Winter Surprise

  • Post author:
  • Post category:Farm

A couple of weeks ago, my husband and I travelled to the west coast of South Australia – to the thriving fishing and farming community of Port Lincoln part of the food belt of both Australia and the world. It’s two biggest exports are tuna and grain crops and for many years of the 20th century it rode on the sheep’s back.  My in-laws live there and have lived on the land most of their lives.

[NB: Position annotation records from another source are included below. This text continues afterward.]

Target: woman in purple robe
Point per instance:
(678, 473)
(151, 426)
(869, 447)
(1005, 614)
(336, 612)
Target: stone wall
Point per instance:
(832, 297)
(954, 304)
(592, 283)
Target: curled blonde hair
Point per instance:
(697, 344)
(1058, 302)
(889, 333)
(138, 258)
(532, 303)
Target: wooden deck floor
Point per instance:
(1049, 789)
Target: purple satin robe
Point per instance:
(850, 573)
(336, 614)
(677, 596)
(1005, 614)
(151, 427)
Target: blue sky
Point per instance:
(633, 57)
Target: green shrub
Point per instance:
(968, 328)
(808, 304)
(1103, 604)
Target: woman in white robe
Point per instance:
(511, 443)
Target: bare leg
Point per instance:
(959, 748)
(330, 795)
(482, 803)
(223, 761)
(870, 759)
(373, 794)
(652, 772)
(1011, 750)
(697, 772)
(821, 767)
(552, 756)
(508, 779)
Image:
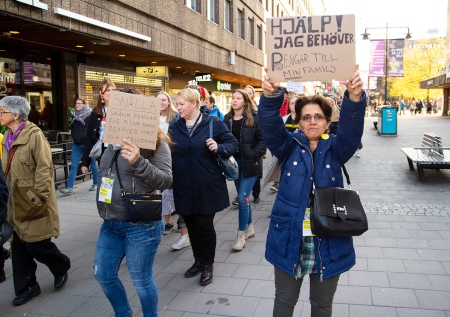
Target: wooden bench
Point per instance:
(430, 155)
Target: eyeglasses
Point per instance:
(317, 118)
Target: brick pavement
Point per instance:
(403, 261)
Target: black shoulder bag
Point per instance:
(228, 166)
(140, 207)
(337, 212)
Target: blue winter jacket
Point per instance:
(298, 168)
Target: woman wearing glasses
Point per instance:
(311, 154)
(32, 209)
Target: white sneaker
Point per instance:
(182, 243)
(240, 243)
(250, 232)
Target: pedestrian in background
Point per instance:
(32, 209)
(168, 115)
(97, 121)
(78, 129)
(199, 188)
(292, 250)
(243, 123)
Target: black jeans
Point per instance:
(202, 236)
(257, 187)
(24, 266)
(287, 291)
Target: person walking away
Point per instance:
(242, 121)
(412, 107)
(97, 121)
(32, 209)
(307, 155)
(3, 200)
(402, 107)
(256, 191)
(199, 188)
(78, 129)
(145, 171)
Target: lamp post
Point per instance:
(386, 53)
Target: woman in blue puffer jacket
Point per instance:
(307, 155)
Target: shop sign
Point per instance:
(152, 71)
(223, 86)
(203, 77)
(35, 3)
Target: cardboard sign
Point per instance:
(311, 48)
(132, 117)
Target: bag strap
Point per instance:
(8, 165)
(114, 160)
(210, 128)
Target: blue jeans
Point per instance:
(138, 242)
(77, 151)
(244, 187)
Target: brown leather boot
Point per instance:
(206, 277)
(194, 270)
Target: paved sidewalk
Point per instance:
(403, 261)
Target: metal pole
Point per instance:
(386, 65)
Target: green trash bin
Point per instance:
(387, 121)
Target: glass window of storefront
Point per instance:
(37, 88)
(92, 78)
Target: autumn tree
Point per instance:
(422, 59)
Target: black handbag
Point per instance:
(228, 166)
(140, 207)
(337, 212)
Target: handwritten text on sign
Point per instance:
(311, 48)
(133, 117)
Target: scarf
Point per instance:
(11, 137)
(82, 114)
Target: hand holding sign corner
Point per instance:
(311, 48)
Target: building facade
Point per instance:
(54, 51)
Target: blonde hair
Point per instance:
(171, 109)
(204, 95)
(191, 95)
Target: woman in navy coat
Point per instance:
(307, 155)
(199, 188)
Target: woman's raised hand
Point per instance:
(267, 86)
(130, 151)
(354, 86)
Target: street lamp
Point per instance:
(366, 37)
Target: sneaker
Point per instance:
(168, 228)
(66, 191)
(274, 187)
(182, 243)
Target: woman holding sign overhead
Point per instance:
(310, 154)
(96, 125)
(139, 171)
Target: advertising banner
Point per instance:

We normally visit them in the height of summer, around Christmas/New Year time and the landscape is dry and brown, the crops recently harvested and the sea shimmering blue in the sunshine.   Every other time I have seen this landscape it has been dry and brown – that mid summer dry that Australians see across the outback plains that haven’t had rain for several months.    When we flew in from Adelaide on a cold August day, I was taken aback to see how green everything was.  I was quite overcome by it all.  I kept mentioning it all weekend – no-one else seemed surprised by it – just me.

Isn’t it funny how we can experience something so many times in one way that we don’t even consider that there might be another facet or perspective on that thing, that person or that situation?  Our minds simply get used to something being a certain way – its real term is habituation – and when something changes, it’s as if our brain has been jarred back to life, seeing things in a new way and with fresh insight.

I wonder what other things my brain takes for granted that I have forgotten to appreciate, or haven’t even consciously known about before?  Its refreshing for something to surprise me like that – I hope I go on being surprised and jarred back to reality by life  – I don’t want to be one of those people who sees things the same way all the time and expects nothing to change.  Bring on the change –  at least then I know I am alive!